1. A pharmaceutical composition useful as an anti-inflammatory comprising:

a first lipoprotein plasma fraction separated from blood plasma.

2. The composition of claim 1 wherein the blood plasma is selected from the group consisting of bovine, porcine and poultry blood plasma.

3. The composition of claim 1 wherein the first lipoprotein plasma fraction is one which precipitated from animal plasma in the presence of a flocculent.

4. The composition of claim 3 wherein the flocculent is from 3% to 10% by weight of the plasma of silica.

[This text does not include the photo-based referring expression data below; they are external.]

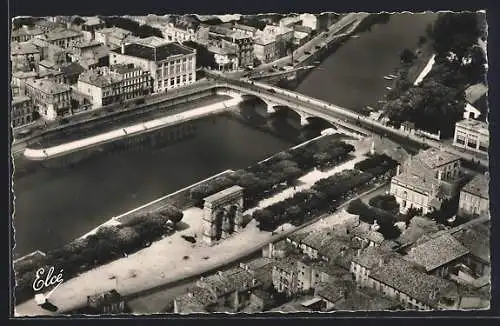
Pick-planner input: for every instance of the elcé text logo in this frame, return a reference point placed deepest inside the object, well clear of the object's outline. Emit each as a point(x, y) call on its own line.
point(45, 280)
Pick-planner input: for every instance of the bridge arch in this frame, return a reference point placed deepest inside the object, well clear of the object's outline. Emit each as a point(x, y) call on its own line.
point(321, 123)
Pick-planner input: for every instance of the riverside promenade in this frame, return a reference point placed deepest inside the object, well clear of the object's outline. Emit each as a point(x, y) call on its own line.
point(129, 131)
point(173, 259)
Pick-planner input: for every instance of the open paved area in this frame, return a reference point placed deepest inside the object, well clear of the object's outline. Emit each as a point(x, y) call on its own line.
point(172, 258)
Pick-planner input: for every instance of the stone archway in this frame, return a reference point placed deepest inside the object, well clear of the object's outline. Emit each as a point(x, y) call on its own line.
point(222, 214)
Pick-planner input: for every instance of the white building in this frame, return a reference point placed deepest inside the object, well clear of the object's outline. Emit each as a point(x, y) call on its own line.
point(170, 65)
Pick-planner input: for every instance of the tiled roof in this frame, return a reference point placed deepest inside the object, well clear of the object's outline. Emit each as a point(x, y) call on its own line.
point(48, 86)
point(476, 240)
point(62, 33)
point(478, 186)
point(334, 291)
point(222, 194)
point(365, 300)
point(475, 92)
point(434, 157)
point(405, 277)
point(155, 53)
point(73, 68)
point(23, 48)
point(229, 281)
point(423, 185)
point(370, 257)
point(437, 252)
point(364, 231)
point(298, 236)
point(99, 78)
point(101, 299)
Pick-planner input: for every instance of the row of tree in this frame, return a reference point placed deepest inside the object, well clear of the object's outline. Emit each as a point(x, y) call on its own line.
point(437, 103)
point(283, 169)
point(367, 214)
point(324, 196)
point(105, 245)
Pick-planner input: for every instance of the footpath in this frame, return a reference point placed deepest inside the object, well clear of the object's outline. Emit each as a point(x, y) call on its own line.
point(172, 258)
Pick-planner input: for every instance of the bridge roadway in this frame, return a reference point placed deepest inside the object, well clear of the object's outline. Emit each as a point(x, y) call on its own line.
point(306, 106)
point(339, 116)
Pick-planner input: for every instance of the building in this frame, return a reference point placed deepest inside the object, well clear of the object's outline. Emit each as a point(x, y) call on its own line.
point(228, 291)
point(24, 56)
point(63, 37)
point(170, 65)
point(110, 302)
point(113, 37)
point(25, 33)
point(243, 42)
point(425, 180)
point(50, 99)
point(473, 135)
point(116, 84)
point(301, 34)
point(225, 56)
point(403, 281)
point(91, 25)
point(265, 49)
point(21, 111)
point(474, 197)
point(438, 256)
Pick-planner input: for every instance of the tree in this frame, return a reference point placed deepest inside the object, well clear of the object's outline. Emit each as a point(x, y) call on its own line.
point(407, 56)
point(455, 33)
point(172, 213)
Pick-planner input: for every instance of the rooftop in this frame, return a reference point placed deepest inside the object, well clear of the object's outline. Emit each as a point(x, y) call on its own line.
point(477, 240)
point(302, 29)
point(364, 231)
point(19, 99)
point(222, 283)
point(90, 21)
point(434, 157)
point(124, 68)
point(153, 53)
point(370, 257)
point(48, 86)
point(474, 124)
point(62, 33)
point(478, 186)
point(475, 92)
point(437, 252)
point(365, 300)
point(222, 194)
point(99, 78)
point(23, 48)
point(101, 299)
point(405, 277)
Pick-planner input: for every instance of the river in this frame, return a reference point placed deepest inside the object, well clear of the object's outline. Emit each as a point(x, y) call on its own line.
point(53, 206)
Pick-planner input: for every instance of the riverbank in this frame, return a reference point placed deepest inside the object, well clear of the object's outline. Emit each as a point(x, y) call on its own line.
point(143, 270)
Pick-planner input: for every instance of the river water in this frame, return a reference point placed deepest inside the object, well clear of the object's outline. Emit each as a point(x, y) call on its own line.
point(54, 206)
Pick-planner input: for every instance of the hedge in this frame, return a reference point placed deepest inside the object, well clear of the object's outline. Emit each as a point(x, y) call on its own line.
point(105, 245)
point(266, 178)
point(321, 198)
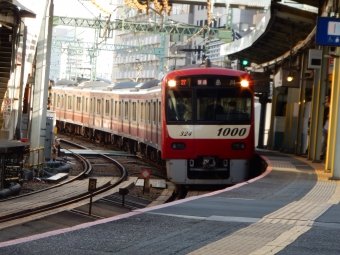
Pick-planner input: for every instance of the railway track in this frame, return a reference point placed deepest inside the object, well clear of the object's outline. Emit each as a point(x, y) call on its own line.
point(69, 192)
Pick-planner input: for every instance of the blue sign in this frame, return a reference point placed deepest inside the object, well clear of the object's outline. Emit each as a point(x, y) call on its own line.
point(328, 31)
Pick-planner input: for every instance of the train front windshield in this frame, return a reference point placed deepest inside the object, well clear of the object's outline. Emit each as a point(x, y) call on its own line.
point(209, 100)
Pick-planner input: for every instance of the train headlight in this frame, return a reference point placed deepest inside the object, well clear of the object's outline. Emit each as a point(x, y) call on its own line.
point(172, 83)
point(178, 146)
point(244, 83)
point(238, 146)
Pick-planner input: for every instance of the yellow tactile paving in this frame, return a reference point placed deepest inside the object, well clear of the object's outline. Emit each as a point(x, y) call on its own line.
point(277, 230)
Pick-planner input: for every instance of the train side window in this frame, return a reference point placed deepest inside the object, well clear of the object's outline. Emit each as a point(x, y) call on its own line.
point(107, 107)
point(78, 103)
point(134, 111)
point(54, 101)
point(112, 108)
point(148, 112)
point(154, 112)
point(91, 105)
point(159, 112)
point(116, 109)
point(99, 106)
point(126, 114)
point(69, 102)
point(120, 110)
point(142, 111)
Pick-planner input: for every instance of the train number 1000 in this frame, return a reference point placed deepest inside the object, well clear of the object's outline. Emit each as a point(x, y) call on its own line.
point(231, 132)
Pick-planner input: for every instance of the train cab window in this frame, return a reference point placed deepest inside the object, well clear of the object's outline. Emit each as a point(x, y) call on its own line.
point(179, 105)
point(223, 105)
point(107, 107)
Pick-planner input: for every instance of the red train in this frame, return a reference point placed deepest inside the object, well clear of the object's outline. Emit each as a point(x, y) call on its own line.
point(199, 120)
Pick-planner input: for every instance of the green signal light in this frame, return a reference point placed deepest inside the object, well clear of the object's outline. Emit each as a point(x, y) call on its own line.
point(245, 62)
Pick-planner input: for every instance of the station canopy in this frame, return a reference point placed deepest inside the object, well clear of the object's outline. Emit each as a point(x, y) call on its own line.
point(282, 28)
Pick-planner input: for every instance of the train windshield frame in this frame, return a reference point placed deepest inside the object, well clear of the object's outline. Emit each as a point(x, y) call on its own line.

5. The composition of claim 4 wherein the silica is used at a level of about 5% by weight of the plasma.

6. The composition of claim 1 wherein the pharmaceutical carrier is selected from the group consisting of tablets, capsules, ampules for oral use, granulated powders, liquids, topical creams, topical ointments and topical sprays.

7. The composition of claim 6 wherein the pharmaceutical carrier is a granulated powder.

8. The composition of claim 7 wherein the first lipoprotein plasma fraction is from 4% to 18% of said granulated powder.

9. The composition of claim 6 wherein the pharmaceutical carrier is a topical cream.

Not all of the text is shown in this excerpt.